Some look more like hands or arms than roots, others remind me of alligators; many bear marks left by decades of passing feet.
A post full of them is indulgent, even given the fine excuse of Becky’s TreeSquares, but here goes!
Usually hidden, when revealed, even in half-light, they are curiosities. Clearly they are sensitive, feeling their way, forming natural overpasses wherever two meet. Though gnarly, sturdy and seemingly timeless, their fragility strikes me too, and I gnash my teeth to see deep tracks left by mountain bikers forcing their way past them through the mud.
These creeping, in places, creepy roots at my feet are part of a different life form I would like to understand better – not as something to be identified or material to be made into something useful; not as decoration or greenery; not even as the life-supporting communities they are.
Just for themselves.
I’m always fascinated by tree roots like these. There’s somewhere similar near us, eroded and filled again as the river rises and falls. I tell myself stories about these roots every time I pass.
This path is a mudbath for a good deal of the year, although you’d be hard pressed to tell from these pictures. What happens in your stories?
Oh, they relate heavily to the Brothers Grimm, and Something Nasty in the Woods.
I think tree roots, infact trees as a plant life, are far more complex than we yet understand.
I find it humbling that I can touch a tree that is two, three or five hundred years old and still growing.
I’ve greeted Juniper on Jebel Shams Oman at 10.000ft and they are several hundred years old: if they could talk ! what history they could tell.
I agree and would love to hear their history. Scientists are learning more, but we tend not to discover things we do not look for, even when they are hiding in plain sight.
Curiosities indeed — what an interesting idea for a post! How like writers: gnarly, grasping, feeling our way, sturdy and fragile at once. It’s no wonder you want to know them just for themselves. Kindred life.
I hadn’t thought of them as being like writers but next time I pass I’ll be weighing that thought.
You made me look at those roots in a different way. In the past, I have crept over them, praying I wouldn’t twist and sprain my ankle.

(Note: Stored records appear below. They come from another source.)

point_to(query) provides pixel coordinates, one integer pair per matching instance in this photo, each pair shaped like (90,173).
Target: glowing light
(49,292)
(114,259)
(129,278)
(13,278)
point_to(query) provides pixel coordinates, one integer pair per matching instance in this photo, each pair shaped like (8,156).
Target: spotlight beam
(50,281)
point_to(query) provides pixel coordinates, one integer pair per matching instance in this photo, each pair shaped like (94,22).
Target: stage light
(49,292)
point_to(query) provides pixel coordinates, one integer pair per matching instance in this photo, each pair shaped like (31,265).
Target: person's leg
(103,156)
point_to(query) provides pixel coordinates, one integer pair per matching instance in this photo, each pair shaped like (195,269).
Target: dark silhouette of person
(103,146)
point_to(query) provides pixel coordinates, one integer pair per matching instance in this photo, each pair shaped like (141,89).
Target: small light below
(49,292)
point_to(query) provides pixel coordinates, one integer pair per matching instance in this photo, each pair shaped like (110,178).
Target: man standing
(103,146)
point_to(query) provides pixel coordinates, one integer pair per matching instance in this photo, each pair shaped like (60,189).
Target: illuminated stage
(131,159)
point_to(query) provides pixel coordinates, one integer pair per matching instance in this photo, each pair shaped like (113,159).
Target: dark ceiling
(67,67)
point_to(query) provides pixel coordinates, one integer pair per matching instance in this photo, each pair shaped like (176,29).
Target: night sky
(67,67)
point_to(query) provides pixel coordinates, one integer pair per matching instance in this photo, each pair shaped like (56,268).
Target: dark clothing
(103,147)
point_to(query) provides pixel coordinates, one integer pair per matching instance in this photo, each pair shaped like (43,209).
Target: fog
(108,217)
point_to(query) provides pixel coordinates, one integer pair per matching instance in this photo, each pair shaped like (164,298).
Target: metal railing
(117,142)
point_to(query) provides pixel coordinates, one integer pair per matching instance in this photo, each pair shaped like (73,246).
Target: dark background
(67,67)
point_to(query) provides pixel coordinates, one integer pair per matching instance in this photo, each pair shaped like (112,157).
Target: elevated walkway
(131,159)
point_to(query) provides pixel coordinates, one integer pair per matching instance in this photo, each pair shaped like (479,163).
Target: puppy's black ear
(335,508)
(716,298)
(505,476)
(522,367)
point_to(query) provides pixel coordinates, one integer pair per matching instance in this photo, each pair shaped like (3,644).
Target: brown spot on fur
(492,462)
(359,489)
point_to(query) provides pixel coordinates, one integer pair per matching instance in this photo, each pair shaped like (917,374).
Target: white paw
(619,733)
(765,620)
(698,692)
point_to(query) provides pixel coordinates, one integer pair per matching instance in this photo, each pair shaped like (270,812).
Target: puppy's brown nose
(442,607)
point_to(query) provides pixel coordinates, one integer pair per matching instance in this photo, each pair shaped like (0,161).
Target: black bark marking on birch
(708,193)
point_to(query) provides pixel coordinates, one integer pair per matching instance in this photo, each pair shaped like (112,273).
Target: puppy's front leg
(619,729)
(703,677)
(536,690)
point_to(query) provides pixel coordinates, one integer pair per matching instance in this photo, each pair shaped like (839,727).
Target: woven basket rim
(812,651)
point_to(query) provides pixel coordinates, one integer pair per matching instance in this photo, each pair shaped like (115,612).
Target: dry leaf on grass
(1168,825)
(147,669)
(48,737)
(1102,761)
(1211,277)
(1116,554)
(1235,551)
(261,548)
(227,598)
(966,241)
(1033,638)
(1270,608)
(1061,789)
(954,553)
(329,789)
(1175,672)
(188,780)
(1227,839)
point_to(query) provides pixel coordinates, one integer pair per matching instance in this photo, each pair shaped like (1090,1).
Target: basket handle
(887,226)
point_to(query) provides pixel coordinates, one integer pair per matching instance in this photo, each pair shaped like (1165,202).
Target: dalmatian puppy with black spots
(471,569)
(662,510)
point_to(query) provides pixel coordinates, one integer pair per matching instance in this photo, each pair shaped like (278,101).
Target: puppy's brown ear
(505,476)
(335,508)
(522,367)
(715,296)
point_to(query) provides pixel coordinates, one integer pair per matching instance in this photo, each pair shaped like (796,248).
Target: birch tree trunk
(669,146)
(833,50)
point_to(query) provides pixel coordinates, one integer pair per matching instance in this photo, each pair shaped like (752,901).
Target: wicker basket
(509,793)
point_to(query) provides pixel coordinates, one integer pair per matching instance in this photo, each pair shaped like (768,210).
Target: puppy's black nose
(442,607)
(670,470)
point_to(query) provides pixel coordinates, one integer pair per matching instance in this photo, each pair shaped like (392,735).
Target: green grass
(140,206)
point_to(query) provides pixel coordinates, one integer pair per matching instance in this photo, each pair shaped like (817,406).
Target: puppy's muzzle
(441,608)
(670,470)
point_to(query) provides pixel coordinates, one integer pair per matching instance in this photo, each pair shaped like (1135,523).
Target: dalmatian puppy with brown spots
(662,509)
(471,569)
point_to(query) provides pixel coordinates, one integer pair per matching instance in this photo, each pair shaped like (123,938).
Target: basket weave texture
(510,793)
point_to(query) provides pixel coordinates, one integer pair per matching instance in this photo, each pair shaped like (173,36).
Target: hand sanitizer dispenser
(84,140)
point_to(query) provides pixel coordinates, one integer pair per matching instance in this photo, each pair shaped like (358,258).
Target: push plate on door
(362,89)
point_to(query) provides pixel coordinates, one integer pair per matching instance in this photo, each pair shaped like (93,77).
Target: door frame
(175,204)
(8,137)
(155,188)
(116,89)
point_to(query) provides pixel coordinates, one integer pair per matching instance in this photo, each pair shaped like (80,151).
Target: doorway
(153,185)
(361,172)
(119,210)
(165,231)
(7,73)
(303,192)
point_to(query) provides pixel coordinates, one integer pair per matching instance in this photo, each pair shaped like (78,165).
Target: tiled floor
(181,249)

When it’s muddy, turning an ankle is a real possibility and at the best of times you have to pay attention. I don’t pick my feet up very high either, so am stumble-prone.
I always want to cover them back up to protect them. It is sad to see roots and soil so compacted, but the intricate lines are fascinating to see.
The trees seem to have reached some concord with the soil, and even with the feet. The path is set hard and smooth as concrete in dry spells but readily churns up into boot-deep, slippery mud in winter and when it rains. I’ve been more concerned not to fall in the ditch than to take pictures on muddy days.
The path to our vegetable garden has a revealed tangle of roots from a large pine. It’s always a challenge to walk on them, unavoidable, and as Eliza mentions, there is the temptation to cover them up.
I am not sure covering would do much for the tree, although it might help the human. Darwen is in a valley, so quite a few of our park trees are clinging on to a hillside, roots exposed on one side, perhaps even winding their way over rocky outcrops so you’d hardly know which is rock and which tree but for the curved lines of the roots.
As you know, these fascinate me. I love the way they gather oak leaves, as you demonstrate so well
The path alters in character a lot with the seasons.
Love the leaf trap photo especially!
There’s a bit more colour at that time of the year.
oh these are amazing. I want though to come along and protect them, or at least move the path so bikers and walkers no longer tread upon them
The bikers are not following the rules.
Far too many of them think rules don’t apply to them!